Thanksgiving weekend, that “end of summer ritual” which seems so very far away when we are immersed in planting and preparation for the growing season sneaks up on you! Can it be here already? Another growing season, the hopeful time of putting seeds in the ground, the hard labour of harvesting in the summer sun, suddenly (it seems…) coming to a close.
The tradition of setting aside a time at the end of harvest to reflect on all of God’s blessings and celebrate together with thanksgiving goes back to the earliest days of settlement here. Our pioneer ancestors had very few back up options for feeding their families through the long, cold Canadian winter. Imagine being dependent for your survival on the successful harvest of corn, potatoes and other staples. Living in such close dependency on the “fruits of their labour”, without a nearby supermarket just down the road, these people could not escape the reality of their interdependence with nature. Rain when needed was not just a pleasant break from dry days, but could make the difference between having lots of food stored for winter or scraping to get by. A late frost could mean no fruit that year. Life was filled with daily experience of working hard to make good use of whatever resources were available and then hoping that the forces beyond human control would cooperate to produce a successful outcome. So when October rolled around and the cellars were stocked these people paused to give thanks.
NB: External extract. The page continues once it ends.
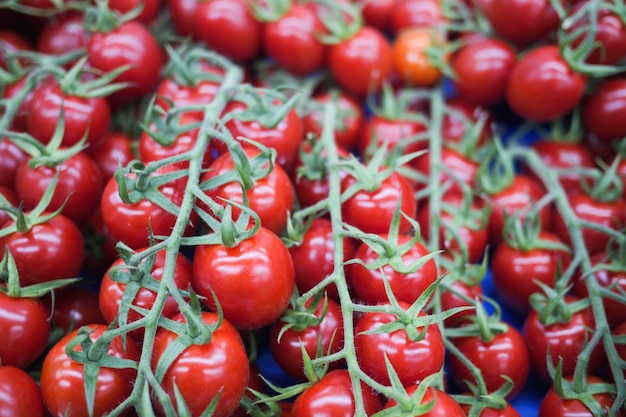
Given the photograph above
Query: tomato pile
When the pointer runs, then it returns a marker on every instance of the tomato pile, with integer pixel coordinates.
(189, 185)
It is a curious yet understandable quirk of human psychology that the recognition of insecurity, providing we are not destitute, makes us grateful while constant overabundance of goods and apparent wealth leads to an unconscious attitude of entitlement. This, it seems, is unfortunate . Being thankful – that is being filled with appreciation that what one has is a gift, is almost synonymous with happiness. Grateful people appreciate others and are generous. They go forward in life with optimism, with confidence in the goodness that surrounds them. They are the people whose glass is half full, not half empty. Counting your blessings is good for your soul. Not everyone has it so good. Even here, in such a wealthy, prosperous time, there are families who suffer poverty, and in terms of the global, historical record, abundance is the exception, not the rule.
So this weekend, as we sit down to a glorious feast, with those loved ones who make our lives so rich and rewarding, we will stop and take time to be aware of the how good it is. We will teach our children to give thanks!